St Mary’s Church, Portskewett

Postcode
NP26 5TJ

Sunday Services
9.15 – Holy Eucharist

Worship

We gather every Sunday to worship together. Our worship centres around sharing at God’s table in the Eucharist, sung worship and hearing from God’s word.

Map & Accessibility

Parking – on the roads adjacent to the churchyard.

Churchyard – There are steps us to the churchyard from Main Road but level access from Sudbrook Road.

Church – There is a ramp down into the church. The pews are on a raised platform so there is a small step up into them.

Toilets – There is an accessible in the small heritage centre in the churchyard.

History

The parish church of St. Mary is mostly Norman with its massive walls and its chancel arch. It consists of nave and chancel, a tower at the West end, and a large porch on the South side.  It is considered to be one of the best examples of early architecture in South Wales.

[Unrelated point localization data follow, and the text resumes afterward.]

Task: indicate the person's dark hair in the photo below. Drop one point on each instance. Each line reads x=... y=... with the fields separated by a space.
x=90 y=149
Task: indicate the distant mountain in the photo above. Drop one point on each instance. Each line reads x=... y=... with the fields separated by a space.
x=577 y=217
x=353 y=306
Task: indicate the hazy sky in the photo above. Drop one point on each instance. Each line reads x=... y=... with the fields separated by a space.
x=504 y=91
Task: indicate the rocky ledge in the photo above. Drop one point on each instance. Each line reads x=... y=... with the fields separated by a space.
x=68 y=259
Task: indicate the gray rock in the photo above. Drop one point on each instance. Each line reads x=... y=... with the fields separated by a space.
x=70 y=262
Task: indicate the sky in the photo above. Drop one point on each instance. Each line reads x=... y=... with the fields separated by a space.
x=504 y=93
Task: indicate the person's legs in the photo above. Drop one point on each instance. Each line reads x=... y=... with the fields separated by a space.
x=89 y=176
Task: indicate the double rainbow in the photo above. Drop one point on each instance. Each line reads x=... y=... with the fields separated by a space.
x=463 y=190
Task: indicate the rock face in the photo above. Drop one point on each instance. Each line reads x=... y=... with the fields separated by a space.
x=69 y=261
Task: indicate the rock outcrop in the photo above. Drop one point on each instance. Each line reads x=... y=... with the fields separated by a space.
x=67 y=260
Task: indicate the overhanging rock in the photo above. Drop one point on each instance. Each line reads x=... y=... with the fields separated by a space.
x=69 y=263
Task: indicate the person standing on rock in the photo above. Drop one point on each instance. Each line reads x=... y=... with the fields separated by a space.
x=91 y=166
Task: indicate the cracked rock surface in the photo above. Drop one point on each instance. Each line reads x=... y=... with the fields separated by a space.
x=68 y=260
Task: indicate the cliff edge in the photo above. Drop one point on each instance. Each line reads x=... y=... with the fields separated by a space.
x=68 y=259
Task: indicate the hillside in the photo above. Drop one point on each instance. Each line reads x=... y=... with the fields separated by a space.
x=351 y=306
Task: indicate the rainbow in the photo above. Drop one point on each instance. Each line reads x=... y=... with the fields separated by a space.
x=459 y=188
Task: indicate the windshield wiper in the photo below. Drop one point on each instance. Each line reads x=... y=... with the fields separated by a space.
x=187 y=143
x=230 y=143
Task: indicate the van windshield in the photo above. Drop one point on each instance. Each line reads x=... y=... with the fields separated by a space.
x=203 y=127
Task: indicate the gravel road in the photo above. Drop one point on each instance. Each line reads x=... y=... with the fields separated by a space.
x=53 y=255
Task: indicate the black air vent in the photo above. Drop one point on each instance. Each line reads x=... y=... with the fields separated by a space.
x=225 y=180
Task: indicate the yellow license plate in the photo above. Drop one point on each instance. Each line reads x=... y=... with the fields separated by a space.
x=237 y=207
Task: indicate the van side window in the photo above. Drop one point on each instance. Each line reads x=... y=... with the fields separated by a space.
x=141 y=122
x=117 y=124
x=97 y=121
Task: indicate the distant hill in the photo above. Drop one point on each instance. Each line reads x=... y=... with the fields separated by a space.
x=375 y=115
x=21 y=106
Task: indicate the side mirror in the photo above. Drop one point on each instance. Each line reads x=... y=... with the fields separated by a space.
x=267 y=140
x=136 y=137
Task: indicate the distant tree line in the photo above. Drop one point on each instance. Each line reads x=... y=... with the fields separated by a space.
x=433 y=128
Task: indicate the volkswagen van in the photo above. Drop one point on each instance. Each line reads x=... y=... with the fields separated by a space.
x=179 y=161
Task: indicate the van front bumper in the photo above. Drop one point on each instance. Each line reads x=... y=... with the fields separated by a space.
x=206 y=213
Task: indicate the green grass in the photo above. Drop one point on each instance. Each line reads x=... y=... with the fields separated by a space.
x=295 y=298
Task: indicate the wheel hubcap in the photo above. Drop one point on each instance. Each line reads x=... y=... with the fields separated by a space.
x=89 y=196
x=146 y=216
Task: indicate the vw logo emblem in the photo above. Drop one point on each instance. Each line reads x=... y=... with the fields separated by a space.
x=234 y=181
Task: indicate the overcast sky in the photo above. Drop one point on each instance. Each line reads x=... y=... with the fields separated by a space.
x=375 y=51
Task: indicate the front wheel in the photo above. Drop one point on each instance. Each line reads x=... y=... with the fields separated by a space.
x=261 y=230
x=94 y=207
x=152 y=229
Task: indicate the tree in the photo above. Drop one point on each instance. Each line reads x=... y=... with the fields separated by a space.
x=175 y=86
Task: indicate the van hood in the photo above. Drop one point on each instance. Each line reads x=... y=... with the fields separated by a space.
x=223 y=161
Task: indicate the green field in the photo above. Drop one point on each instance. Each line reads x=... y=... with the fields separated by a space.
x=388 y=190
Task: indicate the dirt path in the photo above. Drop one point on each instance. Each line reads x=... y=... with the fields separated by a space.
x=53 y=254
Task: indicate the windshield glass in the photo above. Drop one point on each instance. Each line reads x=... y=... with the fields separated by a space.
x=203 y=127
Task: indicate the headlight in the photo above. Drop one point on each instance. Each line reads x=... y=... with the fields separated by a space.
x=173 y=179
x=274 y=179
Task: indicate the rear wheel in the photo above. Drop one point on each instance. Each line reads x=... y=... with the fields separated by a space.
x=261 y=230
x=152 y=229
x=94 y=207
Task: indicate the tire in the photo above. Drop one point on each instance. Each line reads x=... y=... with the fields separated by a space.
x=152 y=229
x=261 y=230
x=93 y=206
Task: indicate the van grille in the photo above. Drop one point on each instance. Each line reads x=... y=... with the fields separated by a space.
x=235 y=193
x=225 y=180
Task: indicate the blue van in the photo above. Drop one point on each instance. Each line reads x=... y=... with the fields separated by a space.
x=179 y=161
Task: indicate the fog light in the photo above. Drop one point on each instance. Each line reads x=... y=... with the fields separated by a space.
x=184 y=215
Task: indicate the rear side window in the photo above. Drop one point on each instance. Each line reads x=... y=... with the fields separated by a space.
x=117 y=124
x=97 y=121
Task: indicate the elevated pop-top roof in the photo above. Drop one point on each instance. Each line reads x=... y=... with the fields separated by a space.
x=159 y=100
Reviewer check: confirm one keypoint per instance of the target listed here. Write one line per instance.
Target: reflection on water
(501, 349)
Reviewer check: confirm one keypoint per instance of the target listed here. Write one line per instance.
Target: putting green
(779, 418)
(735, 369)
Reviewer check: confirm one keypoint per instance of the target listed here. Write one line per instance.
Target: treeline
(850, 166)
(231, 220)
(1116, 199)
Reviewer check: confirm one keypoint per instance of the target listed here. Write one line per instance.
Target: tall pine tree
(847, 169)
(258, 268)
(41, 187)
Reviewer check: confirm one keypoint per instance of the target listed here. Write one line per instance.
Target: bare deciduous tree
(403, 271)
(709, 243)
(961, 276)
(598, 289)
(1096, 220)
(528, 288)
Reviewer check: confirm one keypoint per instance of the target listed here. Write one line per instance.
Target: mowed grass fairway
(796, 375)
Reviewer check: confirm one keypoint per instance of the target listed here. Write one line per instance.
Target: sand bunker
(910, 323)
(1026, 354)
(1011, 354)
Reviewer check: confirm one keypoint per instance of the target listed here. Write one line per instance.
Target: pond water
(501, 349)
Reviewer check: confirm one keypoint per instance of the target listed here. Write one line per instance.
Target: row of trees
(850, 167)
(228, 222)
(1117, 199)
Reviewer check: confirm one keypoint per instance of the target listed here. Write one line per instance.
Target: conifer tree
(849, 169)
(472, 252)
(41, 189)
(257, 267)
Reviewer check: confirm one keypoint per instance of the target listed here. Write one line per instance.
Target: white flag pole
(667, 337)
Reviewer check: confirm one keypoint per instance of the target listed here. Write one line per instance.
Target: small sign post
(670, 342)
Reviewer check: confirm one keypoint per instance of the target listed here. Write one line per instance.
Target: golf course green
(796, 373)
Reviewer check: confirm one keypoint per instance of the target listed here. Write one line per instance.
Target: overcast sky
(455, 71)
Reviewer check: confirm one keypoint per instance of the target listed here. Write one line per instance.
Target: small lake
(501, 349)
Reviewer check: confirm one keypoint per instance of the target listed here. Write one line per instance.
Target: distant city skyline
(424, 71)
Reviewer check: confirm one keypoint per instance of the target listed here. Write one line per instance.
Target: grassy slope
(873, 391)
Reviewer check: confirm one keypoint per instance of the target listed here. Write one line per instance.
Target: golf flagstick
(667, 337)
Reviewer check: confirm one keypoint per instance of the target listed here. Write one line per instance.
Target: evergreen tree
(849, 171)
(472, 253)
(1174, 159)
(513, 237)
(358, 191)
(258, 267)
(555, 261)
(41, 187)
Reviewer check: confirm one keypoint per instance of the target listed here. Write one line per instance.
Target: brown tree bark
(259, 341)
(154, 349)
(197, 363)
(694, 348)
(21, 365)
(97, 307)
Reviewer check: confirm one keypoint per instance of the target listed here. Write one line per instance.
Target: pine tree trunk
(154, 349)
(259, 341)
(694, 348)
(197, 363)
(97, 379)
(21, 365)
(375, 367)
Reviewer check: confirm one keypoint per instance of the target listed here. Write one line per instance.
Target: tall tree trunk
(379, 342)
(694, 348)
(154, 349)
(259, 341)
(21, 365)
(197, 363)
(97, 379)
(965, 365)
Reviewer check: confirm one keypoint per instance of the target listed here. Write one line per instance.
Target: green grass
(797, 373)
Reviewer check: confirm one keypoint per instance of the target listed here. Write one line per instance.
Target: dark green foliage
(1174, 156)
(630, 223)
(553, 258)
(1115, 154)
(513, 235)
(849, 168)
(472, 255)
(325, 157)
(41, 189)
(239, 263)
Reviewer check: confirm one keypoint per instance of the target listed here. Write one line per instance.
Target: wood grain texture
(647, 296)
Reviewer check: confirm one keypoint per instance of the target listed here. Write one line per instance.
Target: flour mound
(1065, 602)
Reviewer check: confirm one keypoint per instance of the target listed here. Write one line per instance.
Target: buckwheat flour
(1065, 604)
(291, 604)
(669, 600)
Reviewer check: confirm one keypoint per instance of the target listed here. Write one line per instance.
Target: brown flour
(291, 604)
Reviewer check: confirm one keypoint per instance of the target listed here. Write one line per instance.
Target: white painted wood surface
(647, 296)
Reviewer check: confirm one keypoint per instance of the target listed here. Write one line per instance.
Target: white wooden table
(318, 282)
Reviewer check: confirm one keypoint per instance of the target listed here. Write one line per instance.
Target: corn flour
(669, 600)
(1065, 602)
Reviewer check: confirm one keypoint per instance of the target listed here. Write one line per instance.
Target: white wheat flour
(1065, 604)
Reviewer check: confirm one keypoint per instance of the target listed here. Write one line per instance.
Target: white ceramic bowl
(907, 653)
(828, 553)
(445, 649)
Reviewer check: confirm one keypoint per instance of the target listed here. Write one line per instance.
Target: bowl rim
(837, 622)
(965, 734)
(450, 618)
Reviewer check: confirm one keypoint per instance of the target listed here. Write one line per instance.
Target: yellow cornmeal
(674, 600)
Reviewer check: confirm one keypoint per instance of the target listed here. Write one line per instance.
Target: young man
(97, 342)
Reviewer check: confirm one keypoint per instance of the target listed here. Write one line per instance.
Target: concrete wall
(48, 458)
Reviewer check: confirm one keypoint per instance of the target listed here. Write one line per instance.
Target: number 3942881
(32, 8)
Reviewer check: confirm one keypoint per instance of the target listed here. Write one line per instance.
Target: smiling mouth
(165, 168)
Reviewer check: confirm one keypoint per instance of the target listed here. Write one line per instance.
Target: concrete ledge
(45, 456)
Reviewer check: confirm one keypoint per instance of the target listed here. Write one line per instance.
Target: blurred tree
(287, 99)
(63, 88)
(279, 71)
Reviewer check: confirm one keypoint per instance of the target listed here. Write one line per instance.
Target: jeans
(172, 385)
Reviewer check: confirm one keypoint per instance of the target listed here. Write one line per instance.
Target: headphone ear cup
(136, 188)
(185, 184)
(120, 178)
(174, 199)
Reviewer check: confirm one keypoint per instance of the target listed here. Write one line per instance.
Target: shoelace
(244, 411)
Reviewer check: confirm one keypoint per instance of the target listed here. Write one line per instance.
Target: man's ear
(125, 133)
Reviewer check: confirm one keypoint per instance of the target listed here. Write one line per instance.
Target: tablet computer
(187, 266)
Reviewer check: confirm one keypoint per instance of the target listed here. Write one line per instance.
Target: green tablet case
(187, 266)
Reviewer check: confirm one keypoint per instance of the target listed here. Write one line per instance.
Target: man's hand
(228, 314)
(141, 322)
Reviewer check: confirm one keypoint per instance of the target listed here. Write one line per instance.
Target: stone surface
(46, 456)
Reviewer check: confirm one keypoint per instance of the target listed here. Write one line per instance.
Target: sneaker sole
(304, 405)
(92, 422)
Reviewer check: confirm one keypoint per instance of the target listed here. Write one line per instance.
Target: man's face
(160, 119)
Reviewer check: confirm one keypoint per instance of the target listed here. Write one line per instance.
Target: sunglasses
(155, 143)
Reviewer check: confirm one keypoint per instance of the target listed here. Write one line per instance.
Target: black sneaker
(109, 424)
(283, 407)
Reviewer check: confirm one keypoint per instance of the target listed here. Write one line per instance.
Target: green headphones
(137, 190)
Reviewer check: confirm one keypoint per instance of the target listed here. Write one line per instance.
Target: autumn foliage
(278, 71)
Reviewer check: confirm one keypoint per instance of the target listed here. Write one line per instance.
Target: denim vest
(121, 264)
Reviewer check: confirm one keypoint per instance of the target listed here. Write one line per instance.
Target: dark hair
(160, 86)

In the year 1064 Harold, soon afterwards King of England, built what has been described as a castle or hunting lodge in Portskewett near the church.  Whatever the building was, it is a point of much interest and it is pleasing to think that both Harold and Edward the confessor, whom some say he entertained there, probably worshiped in the church.  The “Castle,” however, did not last long, it was destroyed in 1569 by Carodoc of Caerleon, a Welsh chieftain.

In the North wall is the remains of what is thought to have been a priest’s door, and over it is a massive stone with Greek shaped cross cut into it. This might be Saxon, or at least early Norman.

There is also a built in doorway in the North wall of the Chancel. The East window and another on the South side of the chancel were probably built by an unskilled workman who was trying to imitate something better.

In the churchyard, lie the remains of a fine churchyard cross.  Some people suppose the church to have been built by Harold.  Its plainness and the military character of the tower with its turrets, and its proximity to the traditional site of Harold’s castle lead credence to this view.

Over the last 1000 years the parish and even church has played host to a number of key figures. King Harold lived occasionally in the parish before 1066. King Charles I passed through in 1645. During the 1939-45 war King George VI and Queen Elizabeth rested in the Royal Train at the station siding prior to their tours of South Wales. Mr Winston Churchill also stayed a night here during the war. In 1948 Princess Elizabeth followed their example.

Copies of the booklet, ‘THE HISTORY OF OUR PARISH’, by Revd .E.T. Harvard B.A. can be obtained from the church.